Analyzing job durations of systemd services

Every night I’m getting a message after the backup job on my server has finished. I was wondering if it’s just my imagination or if these jobs are actually starting to take longer and longer. Since the backup job is a systemd oneshot service (which is triggered through a systemd timer), I thought there must be an easy way to find this out. And indeed there is! Thanks to the journal facility I have all the logs of the last two years.

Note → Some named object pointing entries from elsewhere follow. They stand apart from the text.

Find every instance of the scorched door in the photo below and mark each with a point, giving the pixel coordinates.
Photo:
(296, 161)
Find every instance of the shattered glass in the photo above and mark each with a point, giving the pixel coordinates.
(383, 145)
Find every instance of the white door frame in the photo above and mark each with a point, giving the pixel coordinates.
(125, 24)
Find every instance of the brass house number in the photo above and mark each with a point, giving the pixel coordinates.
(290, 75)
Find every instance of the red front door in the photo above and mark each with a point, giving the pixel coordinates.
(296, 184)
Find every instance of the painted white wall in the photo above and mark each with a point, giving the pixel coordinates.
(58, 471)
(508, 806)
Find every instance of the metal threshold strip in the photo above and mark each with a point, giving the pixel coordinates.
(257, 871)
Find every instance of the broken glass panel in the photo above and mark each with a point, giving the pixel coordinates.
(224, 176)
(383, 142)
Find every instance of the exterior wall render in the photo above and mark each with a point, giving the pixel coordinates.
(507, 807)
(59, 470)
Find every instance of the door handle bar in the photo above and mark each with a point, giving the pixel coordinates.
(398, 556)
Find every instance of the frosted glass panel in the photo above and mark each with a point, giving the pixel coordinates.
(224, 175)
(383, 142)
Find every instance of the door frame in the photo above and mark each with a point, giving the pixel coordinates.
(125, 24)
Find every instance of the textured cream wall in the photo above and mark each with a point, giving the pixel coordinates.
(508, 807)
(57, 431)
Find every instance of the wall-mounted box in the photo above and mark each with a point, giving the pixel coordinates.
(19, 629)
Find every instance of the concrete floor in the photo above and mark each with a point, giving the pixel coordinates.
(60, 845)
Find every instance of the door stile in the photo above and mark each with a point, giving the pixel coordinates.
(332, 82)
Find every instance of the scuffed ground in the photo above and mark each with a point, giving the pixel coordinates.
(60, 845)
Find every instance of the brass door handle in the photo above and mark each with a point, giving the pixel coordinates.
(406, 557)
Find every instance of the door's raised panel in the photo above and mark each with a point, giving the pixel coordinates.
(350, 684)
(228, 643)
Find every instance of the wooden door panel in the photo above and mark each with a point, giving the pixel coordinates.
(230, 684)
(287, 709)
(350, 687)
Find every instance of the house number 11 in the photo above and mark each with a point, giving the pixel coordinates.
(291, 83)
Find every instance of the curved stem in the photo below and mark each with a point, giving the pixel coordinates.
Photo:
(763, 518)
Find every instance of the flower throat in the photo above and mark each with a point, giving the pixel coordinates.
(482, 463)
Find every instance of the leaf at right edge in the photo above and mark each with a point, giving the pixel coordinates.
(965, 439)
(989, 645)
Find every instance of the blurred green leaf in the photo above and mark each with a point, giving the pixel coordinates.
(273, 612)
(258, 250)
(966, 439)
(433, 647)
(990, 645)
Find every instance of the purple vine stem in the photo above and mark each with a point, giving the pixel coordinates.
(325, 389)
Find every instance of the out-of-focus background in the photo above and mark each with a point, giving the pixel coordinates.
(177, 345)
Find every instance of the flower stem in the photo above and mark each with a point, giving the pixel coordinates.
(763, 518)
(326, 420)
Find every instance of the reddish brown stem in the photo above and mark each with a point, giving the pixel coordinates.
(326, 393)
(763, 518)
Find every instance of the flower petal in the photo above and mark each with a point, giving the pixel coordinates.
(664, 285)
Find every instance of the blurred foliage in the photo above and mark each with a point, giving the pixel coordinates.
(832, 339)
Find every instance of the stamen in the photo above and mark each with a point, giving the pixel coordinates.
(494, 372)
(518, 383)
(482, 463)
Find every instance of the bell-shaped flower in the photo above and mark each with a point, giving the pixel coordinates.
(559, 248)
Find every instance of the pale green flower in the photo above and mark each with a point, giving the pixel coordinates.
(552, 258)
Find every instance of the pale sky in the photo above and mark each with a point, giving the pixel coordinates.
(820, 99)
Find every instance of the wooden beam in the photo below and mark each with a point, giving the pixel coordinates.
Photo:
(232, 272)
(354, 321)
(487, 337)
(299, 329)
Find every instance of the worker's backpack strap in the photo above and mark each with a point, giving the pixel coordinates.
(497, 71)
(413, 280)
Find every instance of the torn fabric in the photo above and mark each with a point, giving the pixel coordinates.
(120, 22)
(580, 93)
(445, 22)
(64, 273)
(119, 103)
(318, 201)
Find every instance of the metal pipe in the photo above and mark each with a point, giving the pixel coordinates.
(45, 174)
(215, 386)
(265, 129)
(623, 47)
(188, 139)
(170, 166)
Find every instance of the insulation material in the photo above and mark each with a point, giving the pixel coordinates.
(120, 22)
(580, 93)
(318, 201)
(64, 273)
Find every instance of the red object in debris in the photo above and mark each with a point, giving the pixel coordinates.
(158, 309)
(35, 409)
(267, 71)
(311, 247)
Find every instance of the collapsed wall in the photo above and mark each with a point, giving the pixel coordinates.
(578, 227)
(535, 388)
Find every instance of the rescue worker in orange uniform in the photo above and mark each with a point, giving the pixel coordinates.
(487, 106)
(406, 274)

You can view all logs available on your system like this:

1
journalctl -u restic-backup.service

So I wrote a Python helper script to parse those logs and find the outliers. It leverages the fact that journalctl will print the following message before and after each unit invocation:

1
2
3
4
Jan 29 03:14:47 02.ht.cubieserver.de systemd[1]: Started $service_description.
Jan 30 01:34:59 02.ht.cubieserver.de systemd[1]: Started $service_description.
# in case of failure:
Mar 26 12:13:28 02.ht.cubieserver.de systemd[1]: Failed to start $service_description.

 

 1
 2
 3
 4
 5
 6
 7
 8
 9
10
11
12
13
14
15
16
17
18
19
20
21
22
23
24
25
26
27
28
29
30
31
32
33
34
35
36
37
38
39
40
41
42
43
44
45
46
#!/usr/bin/env python3

import math
import subprocess
from datetime import datetime, timedelta

UNIT_NAME="restic-backup.service"

proc = subprocess.run(["journalctl", "-u", UNIT_NAME, "-o", "short-iso"], capture_output=True)
proc.check_returncode()
journal_entries = proc.stdout.decode('utf-8').splitlines()

start_stop_entries = [ line for line in journal_entries \
                       if line.find('systemd[1]: Start') != -1 \
                       or line.find('systemd[1]: Failed') != -1 ]

i = 0
days = []
while i < len(start_stop_entries):
    start_line = start_stop_entries[i].split()
    i += 1
    stop_line = start_stop_entries[i].split()
    i += 1

    # example time format: 2019-03-03T01:39:22+0100
    start_time = datetime.fromisoformat(start_line[0].split('+')[0])
    stop_time = datetime.fromisoformat(stop_line[0].split('+')[0])

    print("%s: %sh" % (start_time, stop_time-start_time))
    days.append({
        "date": start_time,
        "duration": stop_time-start_time,
    })

durations = [ day["duration"] for day in days ]
mean_duration = sum(durations, timedelta()) / len(durations)
print("Average job duration:", mean_duration)

var_duration = sum([(d.total_seconds()/60-mean_duration.total_seconds()/60)**2 for d in durations]) / len(durations)
print("Standard deviation:", math.sqrt(var_duration))

days_sorted_duration = sorted(days, key=lambda i: i["duration"])
print("Shortest duration: %s (%s)" % \
      (days_sorted_duration[0]["duration"], days_sorted_duration[0]["date"]))
print("Longest duration: %s (%s)" % \
      (days_sorted_duration[-1]["duration"], days_sorted_duration[-1]["date"]))

Which yields the following example output:

 1
 2
 3
 4
 5
 6
 7
 8
 9
10
11
2021-01-24 01:31:00: 0:02:41h
2021-01-25 01:30:52: 1:25:14h
2021-01-26 01:31:08: 1:23:49h
2021-01-27 01:32:14: 2:15:01h
2021-01-28 01:31:12: 3:52:09h
2021-01-29 01:32:11: 1:42:36h
2021-01-30 01:31:22: 0:03:37h
Average job duration: 0:33:54.763791
Standard deviation: 57.04496154553041
Shortest duration: 0:00:00 (2020-09-14 16:44:46)
Longest duration: 21:25:35 (2019-07-10 01:31:52)

In case you have some data accuracy issues (e.g. because the system rebooted while the backup was running), you will need to perform some manual data cleaning of the journalctl data before feeding it to the python script, or just ignore those items with a regex in the loop.

For the long term, it would be nice to feed this data into a Prometheus / Grafana setup, but that’s a job for another day.